Piotta, pseudonimo di Tommaso Zanello, 52 anni, è un rapper e produttore discografico
di Lorenzo Ottanelli
Trent’anni (di musica) e non sentirli, tra perdite, la storia, il racconto di un’infanzia in una Roma degli anni di Piombo. E ancora Roma, la sua Roma, che gli ha dato il nome, che lo ha cresciuto. È qui che è nato Piotta, tra quei miti della scena hip hop che hanno inventato il rap romano. C’è tutto questo stasera (ore 21,30) sul palco dello Stella Rossa Fest ai giardini dell’SMS Rifredi.
Cosa dobbiamo aspettarci?
"Sarà un viaggio a ritroso, dai brani più recenti a quelli degli esordi. Parto dall’ultimo album ‘La scuola romana’, passo per ‘Na notte infame’, attraverso il romanzo ‘Corso Trieste’ e ancora indietro. Una serata di musica, parole e immagini, per far coesistere una parte estetica e una emotiva".
Sul palco i brani de ‘’Na Notte infame’, dedicato a suo fratello, venuto a mancare qualche anno fa. E insieme il romanzo ‘Corso Trieste’. Ce li racconta?
"È stato il mio unico fratello, di dieci anni più grande. Mi ha raccontato una Roma, quella alternativa, che non conoscevo. Mio fratello Fabio era scrittore, di saggi, con qualche incursione nella narrativa, raramente parlava di sé e della sua generazione. Ho trovato, però, tante pagine inedite, autobiografiche, che raccontavano la sua adolescenza, il punk, le droghe. Io ho risposto con il mio memoir, di me bambino, quando lui era adolescente, dal 1975 al 1995, in mezzo agli anni di Piombo. Tra le vicende, i Nar, davanti agli occhi di mio fratello, uccidono Francesco Evangelista. Io, invece, ero in classe con il figlio di Evangelista. Ma a sette anni non capivo, sembrava solo che casa fosse la pace e fuori la guerra".
Una carriera di oltre 30 anni, com’è questo traguardo?
"Mi riempie di orgoglio per il coraggio nell’insistere pur avendo davanti il buio. E a 50 anni faccio musica diversa rispetto a quella che facevo a venti, ma uguale per onestà intellettuale. Oggi mostro il mio lato più fragile, continuo a essere Piotta, ma sono Tommaso in tutte le canzoni".
E nel 2004 ha partecipato a Sanremo, un palco non facile...
"Non era facile né previsto.
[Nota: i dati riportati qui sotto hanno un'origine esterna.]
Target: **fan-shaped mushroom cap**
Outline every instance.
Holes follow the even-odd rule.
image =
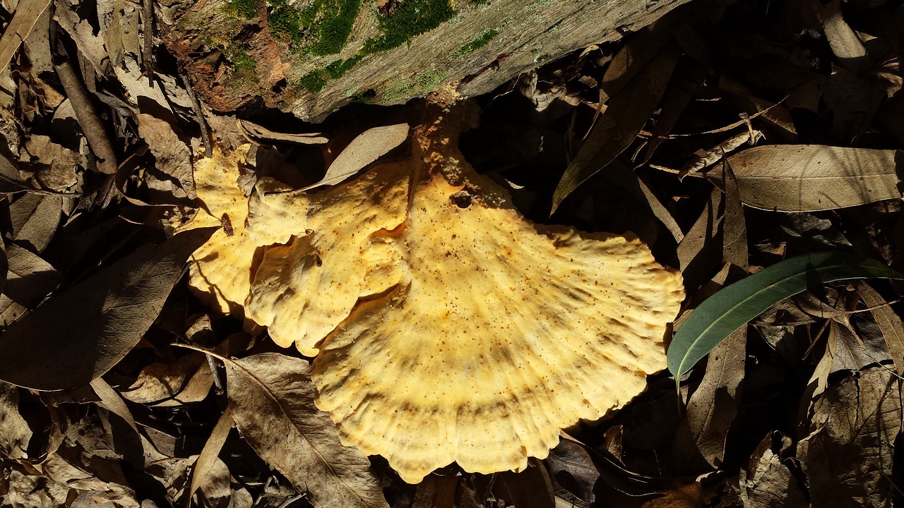
[[[525,220],[464,161],[447,117],[415,133],[411,161],[329,191],[259,196],[279,188],[262,181],[250,219],[255,237],[291,222],[265,220],[276,211],[303,217],[265,254],[255,319],[282,343],[325,335],[317,406],[344,444],[412,483],[453,461],[523,468],[560,428],[630,400],[664,368],[683,298],[631,235]],[[304,305],[281,320],[290,300]]]
[[[381,166],[313,194],[265,196],[284,187],[258,183],[249,233],[258,245],[285,245],[264,252],[245,310],[274,342],[314,356],[360,298],[387,289],[373,273],[394,269],[380,236],[405,219],[409,175],[405,165]]]
[[[194,163],[195,189],[206,211],[198,211],[187,226],[224,225],[192,254],[188,284],[205,303],[237,315],[241,315],[250,290],[257,249],[245,231],[248,198],[236,183],[249,148],[246,145],[229,155],[216,150],[213,156]]]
Ho provato perché stavo facendo un cambio di etichetta. Però la vita non mi ha riservato un momento facile, perché in quel momento mia madre ha scoperto una malattia a uno stato avanzato. Al tempo non lo resi pubblico, non volevo che diventasse gossip".
L’ultimo disco, invece, è ‘La scuola romana’, la colonna sonora di un documentario sulla capitale. Un modo diverso di guardare Roma rispetto a Suburra?
"È proprio così, l’ho fatto con molto piacere, con Marco Spagnoli, che ama molto la musica, poi perché il Virgilio di questo documentario è Carlo Verdone. Infine, perché se l’oscurità è Suburra, la luminosità è ‘La scuola romana’. E Roma è l’unione delle due facce".
Un inizio con i Cor Veleno e i Colle der Formento. Perché sono così importanti quegli anni?
"Sono gli esordi dell’hip hop italiano. E poi sono i miei vent’anni, dove hai tutto il potenziale davanti agli occhi, mentre quando cresci sei tutto quello che sei diventato e non quello che potresti ancora essere".